One of my characters in my novel does. She is a smart cookie, has a facility with worlds and clever quips, can turn most everything into a comedy sketch. But the truth is that she is sad about some things in her life. She speaks on the phone with a therapist every Monday night while she takes a bubble bath and drinks a tiny bottle of champagne through a straw. During one of these sessions, her therapist suggested that she was using wit to distance herself from her own life and her own pain. Understandably, she did not love hearing this. Still, she imagined he was hitting on something important.
Writing this scene early this morning, I realized that I do this on occasion. When I find myself anxious about something - my writing, my mothering, my ability to juggle - I tend toward self-deprecation. I make jokes. I mock myself. But I wonder if I am in fact doing what my character does, I wonder if I'm forcing a distance between myself and some piece of truth.

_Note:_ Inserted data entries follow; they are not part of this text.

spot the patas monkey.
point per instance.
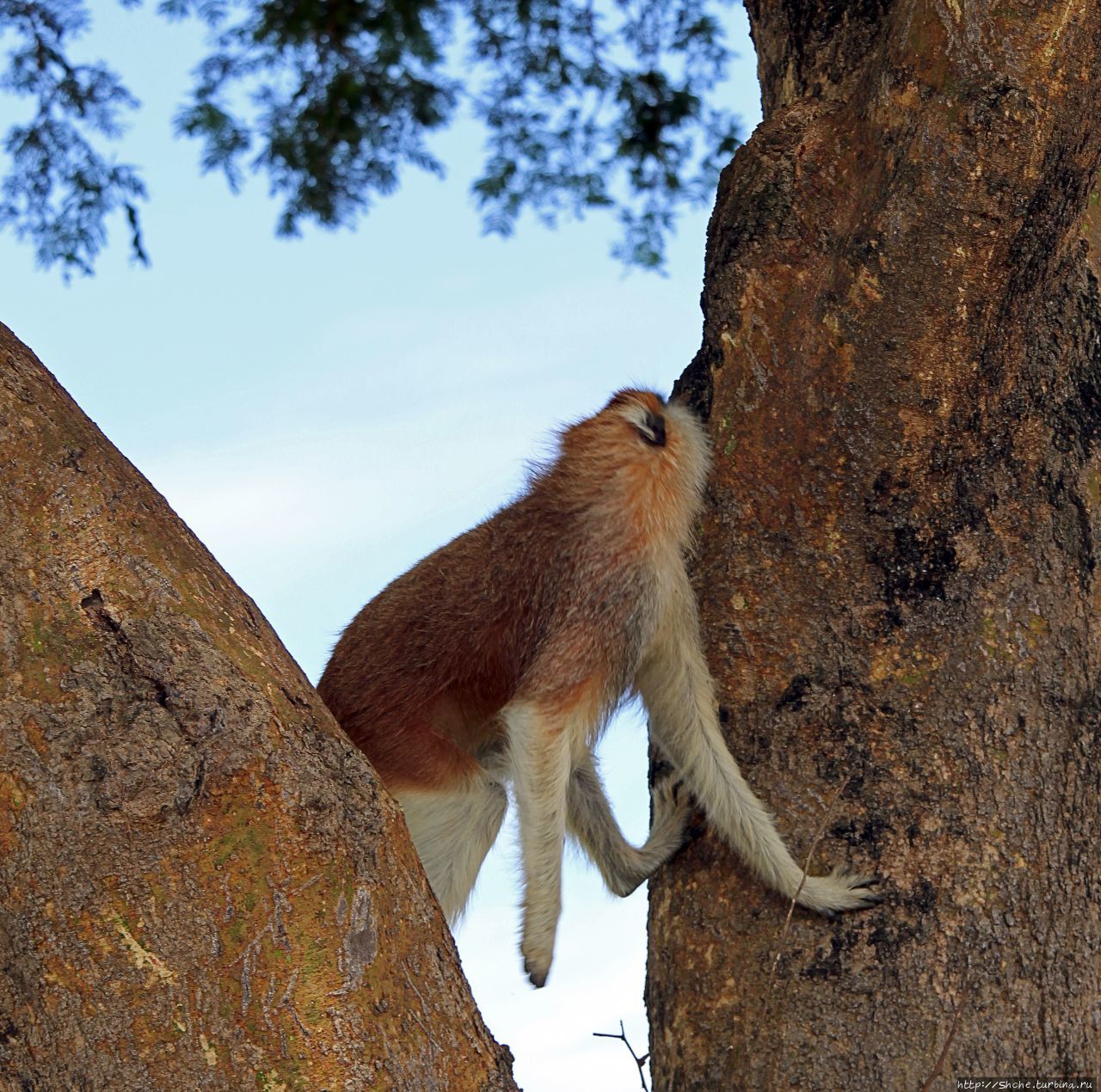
(499, 659)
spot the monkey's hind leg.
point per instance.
(590, 820)
(452, 830)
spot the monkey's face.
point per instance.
(644, 411)
(643, 456)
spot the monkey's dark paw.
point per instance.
(840, 891)
(538, 979)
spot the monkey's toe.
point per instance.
(538, 979)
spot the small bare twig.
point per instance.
(938, 1069)
(782, 933)
(639, 1061)
(819, 835)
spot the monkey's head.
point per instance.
(643, 452)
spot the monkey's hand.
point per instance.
(671, 808)
(840, 891)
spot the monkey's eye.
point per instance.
(653, 429)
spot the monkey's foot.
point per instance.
(840, 891)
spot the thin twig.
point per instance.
(938, 1069)
(639, 1061)
(782, 934)
(806, 868)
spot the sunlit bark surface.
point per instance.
(201, 884)
(899, 573)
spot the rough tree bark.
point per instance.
(200, 882)
(899, 574)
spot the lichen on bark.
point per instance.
(901, 365)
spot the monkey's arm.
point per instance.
(590, 820)
(676, 688)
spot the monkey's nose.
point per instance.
(653, 431)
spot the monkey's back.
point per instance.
(420, 675)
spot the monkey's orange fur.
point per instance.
(420, 676)
(496, 660)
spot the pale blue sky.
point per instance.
(325, 411)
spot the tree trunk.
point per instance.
(201, 884)
(899, 573)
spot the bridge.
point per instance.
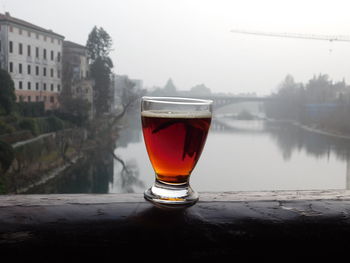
(220, 101)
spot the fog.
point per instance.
(191, 42)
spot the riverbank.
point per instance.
(41, 158)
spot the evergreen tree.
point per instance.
(99, 46)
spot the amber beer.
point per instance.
(174, 142)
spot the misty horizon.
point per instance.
(191, 43)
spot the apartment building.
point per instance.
(33, 57)
(76, 72)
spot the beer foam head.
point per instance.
(176, 114)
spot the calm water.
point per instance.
(238, 156)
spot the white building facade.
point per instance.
(33, 57)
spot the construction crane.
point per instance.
(330, 38)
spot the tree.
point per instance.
(7, 93)
(98, 47)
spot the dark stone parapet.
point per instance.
(259, 225)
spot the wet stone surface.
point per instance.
(241, 224)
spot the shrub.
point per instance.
(29, 124)
(55, 123)
(5, 128)
(7, 155)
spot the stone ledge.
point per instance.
(235, 224)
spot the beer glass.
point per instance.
(175, 131)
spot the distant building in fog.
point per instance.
(76, 72)
(32, 56)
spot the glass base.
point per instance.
(171, 195)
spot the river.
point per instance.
(252, 155)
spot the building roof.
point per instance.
(8, 18)
(67, 43)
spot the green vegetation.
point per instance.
(99, 45)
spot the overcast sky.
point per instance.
(190, 40)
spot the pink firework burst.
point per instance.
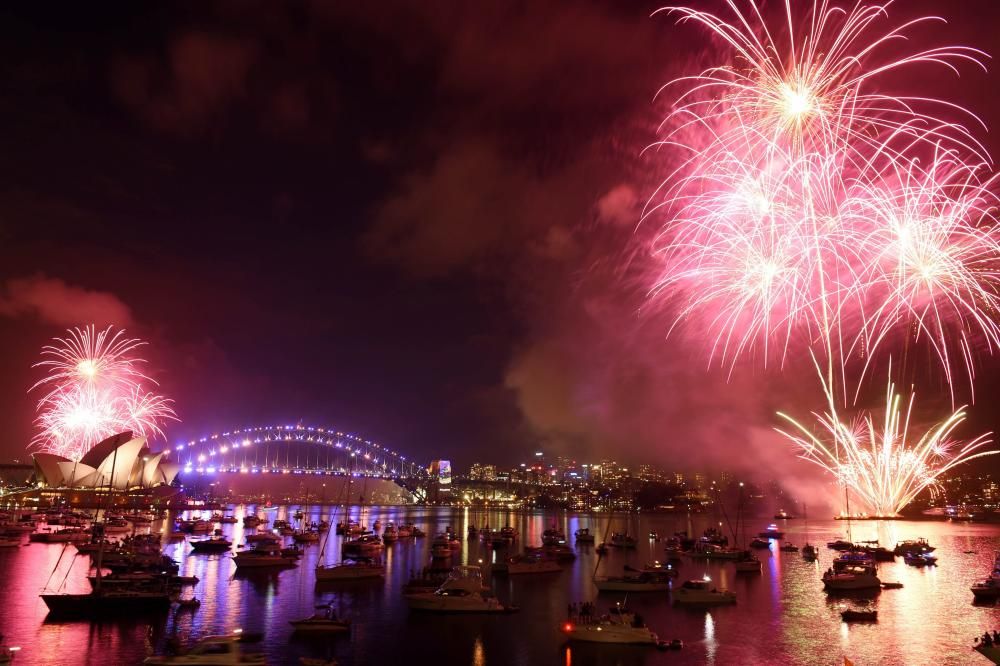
(94, 390)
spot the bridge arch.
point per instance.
(292, 449)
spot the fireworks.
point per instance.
(94, 390)
(878, 460)
(811, 209)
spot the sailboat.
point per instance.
(148, 595)
(347, 569)
(746, 561)
(809, 552)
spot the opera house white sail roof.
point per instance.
(121, 462)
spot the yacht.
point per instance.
(262, 556)
(365, 545)
(914, 547)
(462, 592)
(921, 560)
(987, 590)
(215, 544)
(747, 563)
(326, 622)
(351, 570)
(619, 540)
(59, 536)
(305, 536)
(553, 537)
(704, 550)
(702, 593)
(615, 627)
(632, 581)
(772, 532)
(528, 564)
(852, 578)
(214, 651)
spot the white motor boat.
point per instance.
(213, 651)
(390, 534)
(10, 542)
(702, 593)
(852, 578)
(622, 628)
(643, 581)
(325, 622)
(350, 570)
(364, 545)
(462, 592)
(264, 556)
(528, 564)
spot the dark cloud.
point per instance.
(53, 301)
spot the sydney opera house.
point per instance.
(121, 462)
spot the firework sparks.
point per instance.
(879, 459)
(94, 390)
(810, 208)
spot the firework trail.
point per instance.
(811, 210)
(879, 460)
(94, 389)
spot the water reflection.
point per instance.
(782, 616)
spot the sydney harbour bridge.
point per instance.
(293, 449)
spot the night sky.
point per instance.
(414, 221)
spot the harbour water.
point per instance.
(782, 614)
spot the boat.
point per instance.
(657, 567)
(390, 534)
(262, 556)
(851, 578)
(850, 615)
(365, 545)
(987, 590)
(642, 581)
(462, 592)
(622, 540)
(914, 547)
(920, 560)
(326, 622)
(215, 651)
(772, 532)
(113, 599)
(529, 564)
(351, 570)
(60, 536)
(702, 593)
(263, 538)
(991, 652)
(839, 544)
(614, 627)
(747, 563)
(211, 545)
(553, 537)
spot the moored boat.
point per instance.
(702, 593)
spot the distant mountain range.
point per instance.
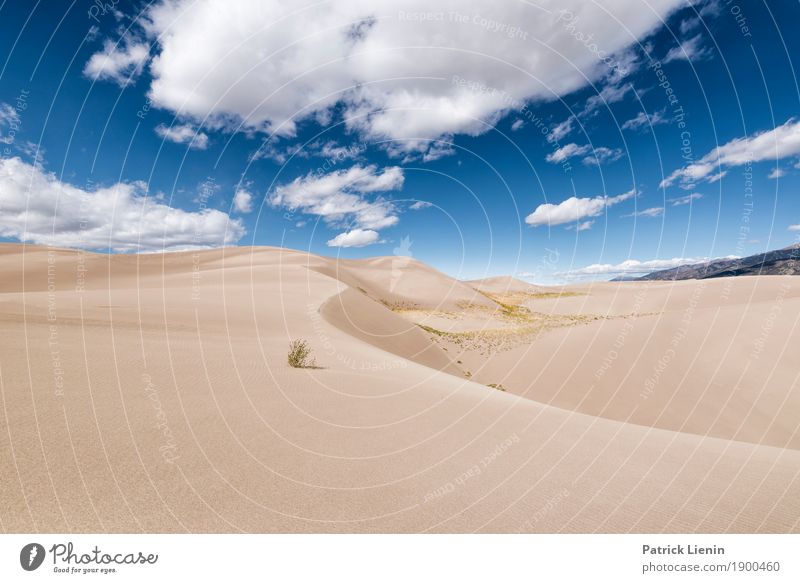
(780, 262)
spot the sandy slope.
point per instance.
(157, 398)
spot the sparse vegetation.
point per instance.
(300, 355)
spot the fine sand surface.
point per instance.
(151, 393)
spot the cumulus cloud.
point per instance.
(643, 121)
(574, 210)
(354, 238)
(37, 207)
(776, 144)
(651, 212)
(568, 151)
(631, 267)
(603, 155)
(121, 62)
(341, 197)
(183, 134)
(242, 201)
(561, 130)
(689, 50)
(267, 65)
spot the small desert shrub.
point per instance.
(300, 355)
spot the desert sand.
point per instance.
(151, 393)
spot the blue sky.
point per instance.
(555, 144)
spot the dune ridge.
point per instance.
(151, 393)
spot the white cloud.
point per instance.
(183, 134)
(339, 196)
(568, 151)
(574, 209)
(776, 144)
(690, 50)
(583, 226)
(268, 64)
(354, 238)
(243, 201)
(651, 212)
(37, 207)
(643, 121)
(561, 130)
(689, 24)
(630, 267)
(602, 155)
(121, 63)
(682, 200)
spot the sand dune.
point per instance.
(151, 393)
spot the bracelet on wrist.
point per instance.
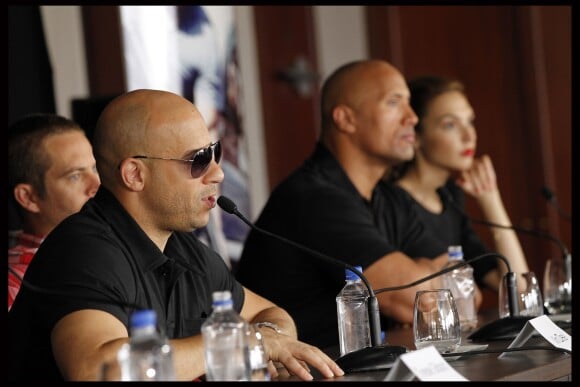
(270, 325)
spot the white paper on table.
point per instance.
(426, 364)
(555, 335)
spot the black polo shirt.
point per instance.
(101, 259)
(317, 206)
(450, 227)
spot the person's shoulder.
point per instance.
(394, 193)
(454, 190)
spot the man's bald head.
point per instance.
(347, 85)
(125, 127)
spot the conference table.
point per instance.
(528, 365)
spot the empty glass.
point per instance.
(529, 296)
(258, 356)
(557, 287)
(436, 321)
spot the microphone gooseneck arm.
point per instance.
(448, 198)
(510, 278)
(373, 304)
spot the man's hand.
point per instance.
(297, 356)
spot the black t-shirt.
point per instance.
(317, 206)
(101, 259)
(450, 227)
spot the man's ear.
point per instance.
(344, 119)
(132, 174)
(26, 197)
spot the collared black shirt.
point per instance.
(101, 259)
(317, 206)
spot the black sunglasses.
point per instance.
(200, 161)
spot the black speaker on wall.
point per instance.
(86, 111)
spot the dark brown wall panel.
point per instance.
(285, 33)
(515, 63)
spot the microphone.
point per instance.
(551, 198)
(444, 192)
(505, 327)
(506, 330)
(377, 356)
(374, 357)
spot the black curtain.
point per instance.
(30, 84)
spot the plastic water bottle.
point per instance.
(462, 285)
(227, 355)
(147, 356)
(353, 316)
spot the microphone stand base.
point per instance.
(379, 357)
(503, 329)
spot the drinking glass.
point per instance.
(529, 296)
(436, 321)
(258, 357)
(110, 371)
(557, 287)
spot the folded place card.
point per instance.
(547, 329)
(425, 364)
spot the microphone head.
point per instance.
(547, 193)
(227, 205)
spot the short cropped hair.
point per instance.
(28, 160)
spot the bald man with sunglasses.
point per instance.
(132, 247)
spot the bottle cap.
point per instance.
(352, 276)
(222, 298)
(142, 318)
(455, 252)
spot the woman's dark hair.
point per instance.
(424, 90)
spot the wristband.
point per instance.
(268, 324)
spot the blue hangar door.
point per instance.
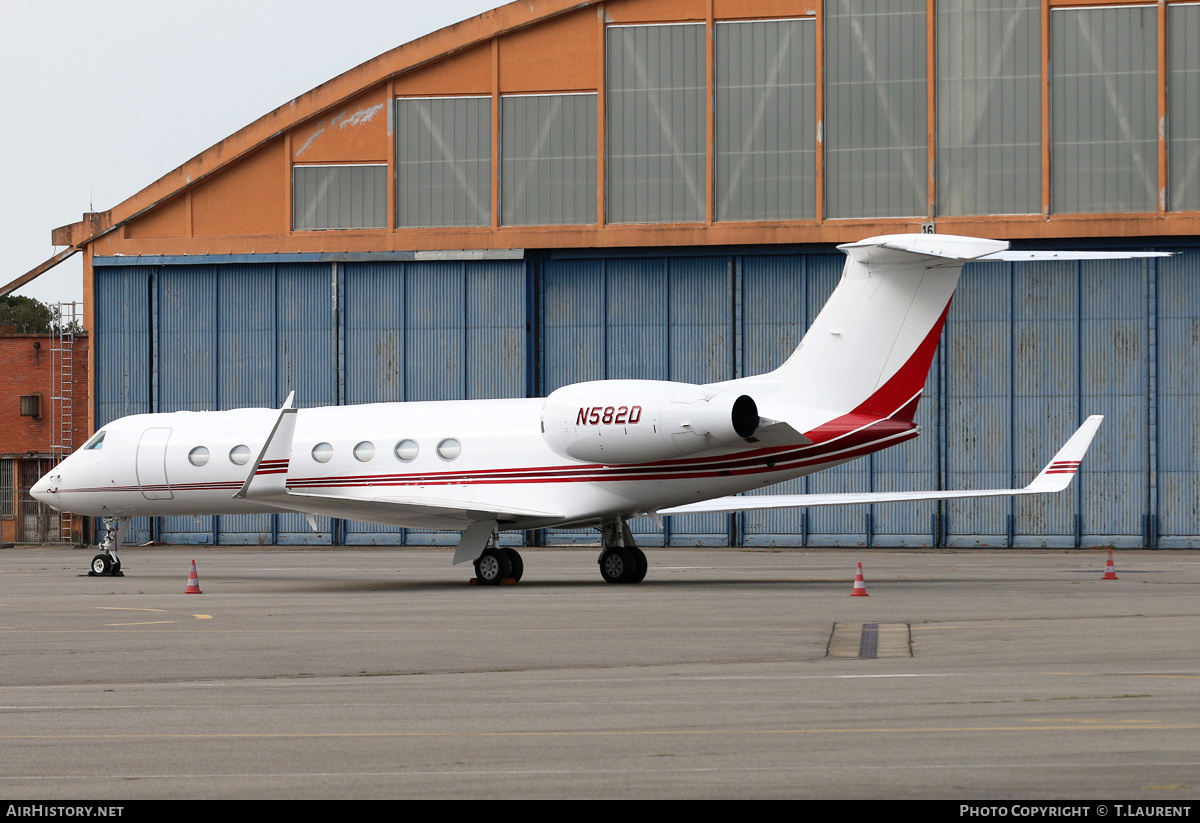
(1029, 350)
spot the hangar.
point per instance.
(570, 190)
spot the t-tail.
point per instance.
(870, 348)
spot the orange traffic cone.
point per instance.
(859, 584)
(1110, 572)
(193, 582)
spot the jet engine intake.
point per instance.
(640, 421)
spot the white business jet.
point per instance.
(589, 455)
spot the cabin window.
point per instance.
(406, 451)
(323, 452)
(449, 449)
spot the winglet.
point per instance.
(268, 475)
(1061, 469)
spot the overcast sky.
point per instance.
(102, 98)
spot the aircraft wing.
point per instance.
(267, 484)
(412, 512)
(1054, 478)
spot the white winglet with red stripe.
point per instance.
(1054, 478)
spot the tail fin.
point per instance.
(870, 348)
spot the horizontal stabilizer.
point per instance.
(1027, 257)
(1054, 478)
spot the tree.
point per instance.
(24, 316)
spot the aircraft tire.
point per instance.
(492, 566)
(516, 563)
(641, 565)
(617, 565)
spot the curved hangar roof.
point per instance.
(491, 134)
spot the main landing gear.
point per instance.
(498, 564)
(621, 559)
(107, 563)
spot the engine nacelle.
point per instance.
(640, 421)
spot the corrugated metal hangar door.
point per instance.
(1029, 350)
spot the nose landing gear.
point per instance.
(107, 563)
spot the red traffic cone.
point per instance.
(859, 584)
(1110, 572)
(193, 582)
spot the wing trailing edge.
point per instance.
(1054, 478)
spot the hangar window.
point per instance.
(443, 161)
(989, 107)
(406, 451)
(765, 144)
(1183, 79)
(655, 121)
(340, 197)
(876, 127)
(1104, 140)
(364, 451)
(323, 452)
(549, 160)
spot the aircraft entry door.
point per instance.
(153, 464)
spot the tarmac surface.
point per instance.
(727, 673)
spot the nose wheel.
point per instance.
(107, 564)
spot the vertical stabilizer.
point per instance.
(871, 346)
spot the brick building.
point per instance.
(43, 414)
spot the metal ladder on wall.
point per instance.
(66, 323)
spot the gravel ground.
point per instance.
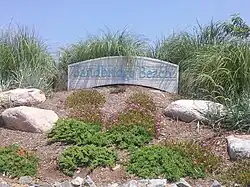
(169, 129)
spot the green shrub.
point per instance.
(72, 131)
(117, 90)
(238, 173)
(159, 161)
(201, 155)
(80, 98)
(17, 162)
(25, 60)
(136, 116)
(87, 114)
(142, 100)
(87, 156)
(128, 137)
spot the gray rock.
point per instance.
(216, 184)
(182, 183)
(4, 185)
(113, 185)
(34, 185)
(22, 97)
(64, 184)
(46, 185)
(193, 110)
(157, 183)
(89, 182)
(25, 180)
(238, 146)
(29, 119)
(78, 181)
(132, 183)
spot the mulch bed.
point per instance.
(169, 129)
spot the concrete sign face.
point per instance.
(142, 71)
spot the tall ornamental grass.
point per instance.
(119, 43)
(25, 60)
(214, 63)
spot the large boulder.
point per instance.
(193, 110)
(29, 119)
(22, 97)
(238, 146)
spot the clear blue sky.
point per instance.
(63, 22)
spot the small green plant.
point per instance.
(16, 161)
(72, 131)
(117, 90)
(136, 116)
(129, 137)
(81, 98)
(238, 173)
(86, 113)
(142, 100)
(88, 156)
(201, 155)
(160, 161)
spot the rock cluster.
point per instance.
(26, 181)
(21, 113)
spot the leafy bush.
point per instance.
(201, 155)
(80, 98)
(159, 161)
(25, 60)
(86, 113)
(129, 137)
(17, 162)
(71, 131)
(87, 156)
(237, 116)
(136, 116)
(238, 173)
(142, 100)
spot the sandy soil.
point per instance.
(169, 129)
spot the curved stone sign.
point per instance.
(142, 71)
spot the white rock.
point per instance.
(157, 183)
(29, 119)
(78, 181)
(216, 184)
(193, 110)
(89, 182)
(132, 183)
(182, 183)
(238, 146)
(25, 180)
(22, 97)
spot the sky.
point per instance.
(64, 22)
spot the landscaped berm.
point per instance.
(126, 135)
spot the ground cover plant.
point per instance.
(139, 111)
(89, 155)
(85, 97)
(25, 60)
(238, 173)
(85, 105)
(16, 161)
(75, 132)
(200, 154)
(160, 161)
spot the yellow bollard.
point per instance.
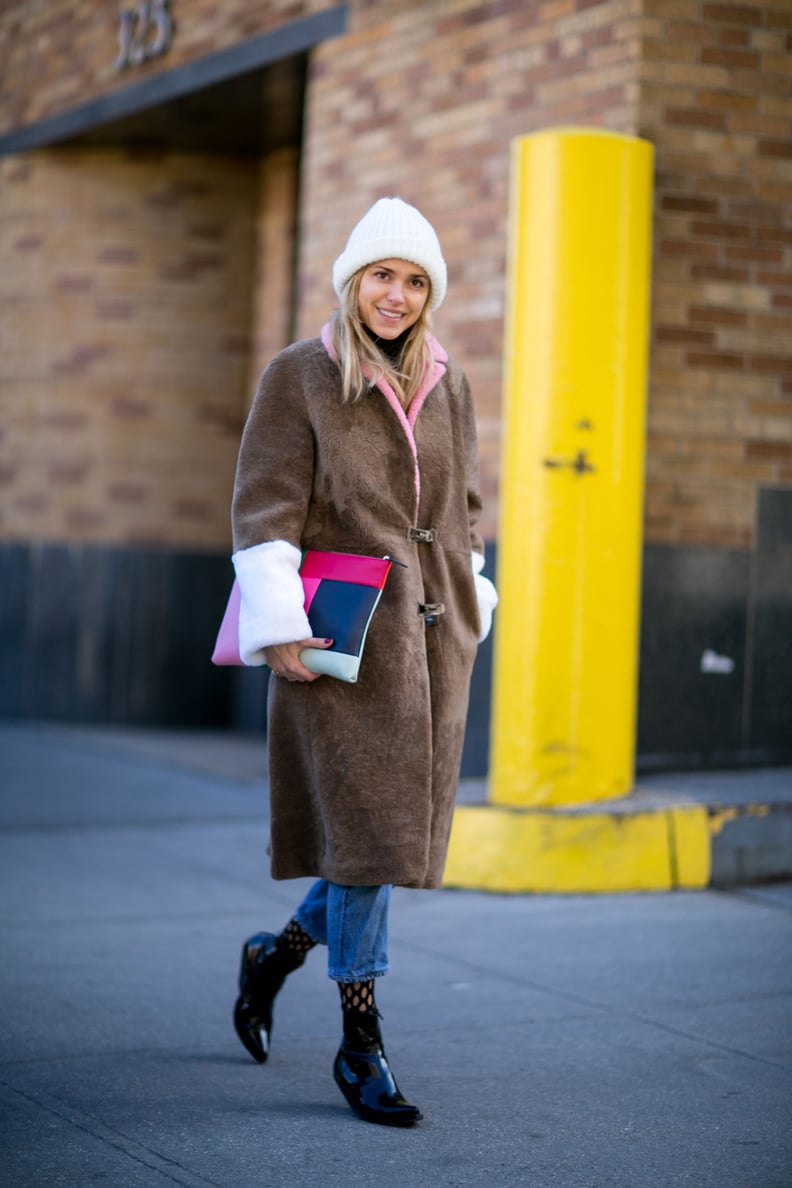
(572, 472)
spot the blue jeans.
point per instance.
(353, 922)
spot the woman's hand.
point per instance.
(284, 659)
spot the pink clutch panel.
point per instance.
(341, 593)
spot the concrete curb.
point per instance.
(653, 840)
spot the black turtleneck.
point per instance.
(391, 348)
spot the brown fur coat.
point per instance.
(362, 777)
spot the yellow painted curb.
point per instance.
(508, 850)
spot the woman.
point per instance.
(361, 441)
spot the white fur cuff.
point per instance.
(486, 595)
(271, 607)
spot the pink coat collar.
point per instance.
(432, 377)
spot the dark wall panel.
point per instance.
(112, 636)
(694, 618)
(771, 651)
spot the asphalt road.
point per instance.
(556, 1042)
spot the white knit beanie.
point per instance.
(393, 231)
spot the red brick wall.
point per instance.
(716, 100)
(59, 54)
(422, 99)
(125, 296)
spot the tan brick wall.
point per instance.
(423, 100)
(716, 100)
(59, 54)
(125, 303)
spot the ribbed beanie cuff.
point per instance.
(393, 229)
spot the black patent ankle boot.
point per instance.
(265, 965)
(362, 1074)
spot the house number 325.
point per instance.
(144, 33)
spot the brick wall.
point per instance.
(716, 100)
(423, 100)
(59, 54)
(420, 100)
(125, 298)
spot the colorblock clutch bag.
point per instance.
(341, 593)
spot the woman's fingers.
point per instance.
(284, 659)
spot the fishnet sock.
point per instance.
(296, 940)
(358, 996)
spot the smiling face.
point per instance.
(391, 297)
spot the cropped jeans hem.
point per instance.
(353, 922)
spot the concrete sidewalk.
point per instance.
(551, 1041)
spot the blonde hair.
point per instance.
(355, 349)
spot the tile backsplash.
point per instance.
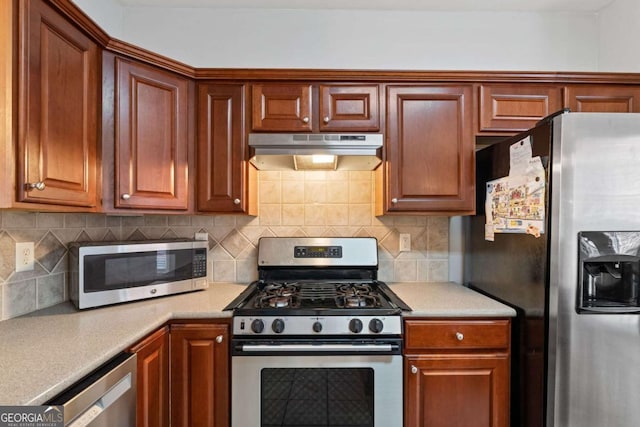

My hunch is that many of us do this. That many of us go the funny route when there are less-than-funny things going on in our heads and in our hearts. I think humor can be a wonderful ice-breaker/crutch/distraction when life gets to be a bit too much. I have a profound respect for really funny people. I am not advocating that we do away with humor full-stop, that we try to eradicate it from our days. What would the world be without laughter? Not nearly as wonderful.
But. But I wonder what happens when we rely to heavily on humor to pad us from our own pain? What happens to that pain? Does it go away or does it just stay there and build? What happens when we are overcome by our own sarcasm, when it becomes caustic? Sarcaustic? I don't pretend to have the answers to these questions but they do interest me.
As an aside, I am amazed at how cooking up a fictional world can shed such revealing light on the real one. I am here, at this coffee shop, asking these questions because of a character who doesn't even exist.
Or maybe she does?
Do you ever hide behind humor or other do other things to distance yourself from the harder things in life? Do you ever find yourself thinking more deeply about self and life because of your writing? Who is your favorite funny person? (I vote Tina Fey!)